Courtesy of Additive Agency

But if Berkeley continues to be shorthand for academics, and Cal for athletics, does this brand refresh really solve the problem? 

This certainly helps. Aligning our visual assets — aligning the colors, the graphics, the typography, the other elements of the brand — allows people to make visual connections between the two. 

Oftentimes, those visual connections aren’t really a conscious thought. If you’re driving down the freeway and you see a billboard for Cal Athletics and it has the same look and feel as a Berkeley brochure from a college fair, there’s a better chance you’re going to make the connection between the two, whether you realize it or not. It’s certainly going to help people make those connections. There’s still more work to do, and we will need to continue to find ways to help people clarify the two. 

Part of what this does is open the door to help find those opportunities. And when they’re put together, the Berkeley and Cal logos work much better together and appear as if they’re part of the same system. It makes it easier to form associations between the two and to actually think these two are part of a larger whole. 

When will the complete rollout be done? 

We’re still putting the finishing touches on the visual identity.

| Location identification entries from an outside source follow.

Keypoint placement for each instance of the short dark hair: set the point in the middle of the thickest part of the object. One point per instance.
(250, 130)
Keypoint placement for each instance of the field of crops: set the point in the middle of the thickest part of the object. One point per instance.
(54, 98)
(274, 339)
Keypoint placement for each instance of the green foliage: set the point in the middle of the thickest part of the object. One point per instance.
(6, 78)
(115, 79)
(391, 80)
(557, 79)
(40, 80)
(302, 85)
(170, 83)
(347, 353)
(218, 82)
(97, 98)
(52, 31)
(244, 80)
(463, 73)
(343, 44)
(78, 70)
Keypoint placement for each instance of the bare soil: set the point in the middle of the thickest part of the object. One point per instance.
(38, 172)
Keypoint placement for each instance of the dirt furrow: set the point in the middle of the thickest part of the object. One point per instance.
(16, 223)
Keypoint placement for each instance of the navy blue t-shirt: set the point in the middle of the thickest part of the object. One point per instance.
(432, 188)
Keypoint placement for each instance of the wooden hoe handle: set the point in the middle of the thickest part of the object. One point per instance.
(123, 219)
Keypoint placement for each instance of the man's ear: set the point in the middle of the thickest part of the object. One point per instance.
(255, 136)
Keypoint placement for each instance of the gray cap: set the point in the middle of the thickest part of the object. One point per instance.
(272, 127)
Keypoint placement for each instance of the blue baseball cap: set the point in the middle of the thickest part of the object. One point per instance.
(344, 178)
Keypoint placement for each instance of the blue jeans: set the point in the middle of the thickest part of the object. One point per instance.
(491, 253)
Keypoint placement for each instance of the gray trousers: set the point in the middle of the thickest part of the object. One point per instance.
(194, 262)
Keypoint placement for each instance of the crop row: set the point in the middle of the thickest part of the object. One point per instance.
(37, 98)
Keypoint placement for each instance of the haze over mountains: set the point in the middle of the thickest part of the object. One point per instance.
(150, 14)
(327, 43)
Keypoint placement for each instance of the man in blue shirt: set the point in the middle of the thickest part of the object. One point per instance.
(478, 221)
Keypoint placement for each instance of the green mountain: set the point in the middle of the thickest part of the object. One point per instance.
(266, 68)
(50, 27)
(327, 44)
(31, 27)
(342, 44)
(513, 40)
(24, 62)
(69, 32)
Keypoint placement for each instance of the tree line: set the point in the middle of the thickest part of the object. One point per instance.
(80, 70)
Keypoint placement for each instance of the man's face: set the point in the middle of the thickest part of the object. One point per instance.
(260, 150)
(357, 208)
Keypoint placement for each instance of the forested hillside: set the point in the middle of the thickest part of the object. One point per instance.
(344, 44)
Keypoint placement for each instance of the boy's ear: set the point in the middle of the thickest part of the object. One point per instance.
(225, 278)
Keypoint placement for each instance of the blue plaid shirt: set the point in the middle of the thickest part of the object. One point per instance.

Namely, we’re still finalizing how school, college and department names will look with the new logo. We hope to finish that work by mid-summer, and then you’ll start to see the new visual identity in use in more places. 

That said, we expect a gradual rollout, as it will take time for people to update their websites and cycle through any printed material they have already produced. The beauty of these changes is that it won’t be terribly confusing for the two logos to coexist in the world. It’s clear that the new logo is an evolution of the old, so we’ll be able to build upon the existing brand equity and take it to the next level.